The most famous case of the Affair …
Years: 1678 - 1678
The most famous case of the Affair of the Poisons is Catherine Deshayes Monvoisin or La Voisin, who implicates a number of important individuals in the French court.
Promiscuous throughout her marriage to her husband, an unsuccessful jeweler named Monvoisin, she had practiced chiromancy and face-reading to retrieve her and her husband's fortunes, and had gradually added the practice of witchcraft, in which she had the help of a renegade priest, Etienne Guibourg, whose part was the celebration of the "black mass", a parody of the Christian Mass.
She practices medicine, especially midwifery, procures abortion, and provides love powders and poisons.
Her chief accomplice is one of her lovers, the magician Lesage, whose real name is Adam Cœuret.

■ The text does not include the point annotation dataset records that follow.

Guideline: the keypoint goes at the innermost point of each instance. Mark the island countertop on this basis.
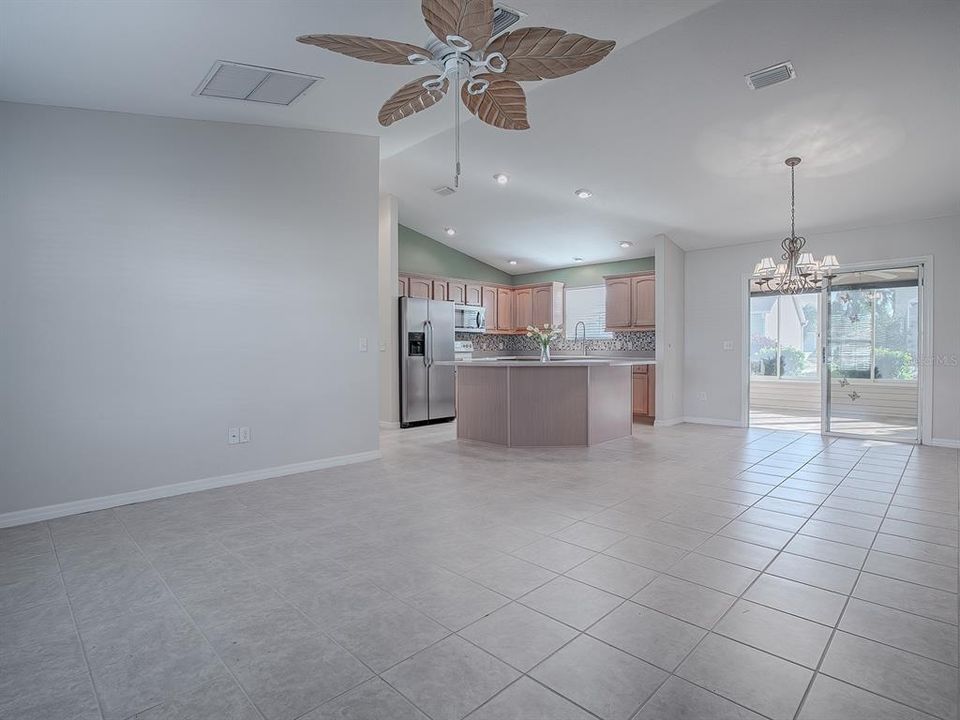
(556, 361)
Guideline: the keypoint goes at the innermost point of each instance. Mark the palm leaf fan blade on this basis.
(410, 99)
(470, 19)
(539, 53)
(387, 52)
(503, 105)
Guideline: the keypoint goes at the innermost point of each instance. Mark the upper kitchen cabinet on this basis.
(440, 290)
(506, 310)
(630, 302)
(547, 305)
(643, 312)
(488, 299)
(457, 292)
(473, 294)
(523, 303)
(618, 303)
(420, 287)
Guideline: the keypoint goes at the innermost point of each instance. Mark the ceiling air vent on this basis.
(505, 18)
(237, 81)
(771, 76)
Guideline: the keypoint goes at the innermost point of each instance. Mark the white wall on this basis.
(669, 265)
(162, 280)
(715, 312)
(389, 312)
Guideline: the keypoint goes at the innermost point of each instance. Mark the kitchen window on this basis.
(589, 306)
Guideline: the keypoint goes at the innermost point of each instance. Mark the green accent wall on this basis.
(580, 275)
(417, 253)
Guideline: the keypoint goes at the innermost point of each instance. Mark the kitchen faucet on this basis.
(576, 330)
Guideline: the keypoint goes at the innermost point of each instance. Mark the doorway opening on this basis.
(785, 368)
(871, 346)
(844, 361)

The great ladies of Paris had flocked to La Voisin, who has accumulated enormous wealth from them.
Among her clients are Olympe Mancini, Comtesse de Soissons, who had sought the death of the king's mistress, Louise de La Vallière; and the Comtesse de Gramont ("la belle Hamilton"), among others.

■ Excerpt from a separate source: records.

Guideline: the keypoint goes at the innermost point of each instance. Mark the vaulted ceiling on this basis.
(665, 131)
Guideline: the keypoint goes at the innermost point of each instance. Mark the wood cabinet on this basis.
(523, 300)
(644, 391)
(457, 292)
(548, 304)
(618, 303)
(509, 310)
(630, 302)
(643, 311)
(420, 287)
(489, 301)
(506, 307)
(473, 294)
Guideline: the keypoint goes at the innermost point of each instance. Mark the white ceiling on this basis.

Françoise-Athénaïs, marquise de Montespan, is accused of working with La Voisin to poison Louis XIV and Mademoiselle de Fontanges, a woman who is sleeping with Louis.

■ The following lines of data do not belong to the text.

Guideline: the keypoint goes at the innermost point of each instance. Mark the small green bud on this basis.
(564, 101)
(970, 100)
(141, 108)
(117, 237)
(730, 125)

Although La Voisin never admits to working with Montespan, many other people claim she had worked with La Voisin but there is no sufficient evidence of this and many of the confessor's stories are inconsistent.
Also involved in the scandal is Eustache Dauger de Cavoye, the eldest living son of a prominent noble family.
De Cavoye had been disinherited by his family when, in an act of debauchery, he chose to celebrate Good Friday with a black mass.
Upon being disinherited he had opened a lucrative trade in "inheritance powders" and aphrodisiacs.
He mysteriously disappears after the abrupt ending to Louis's official investigation in 1678.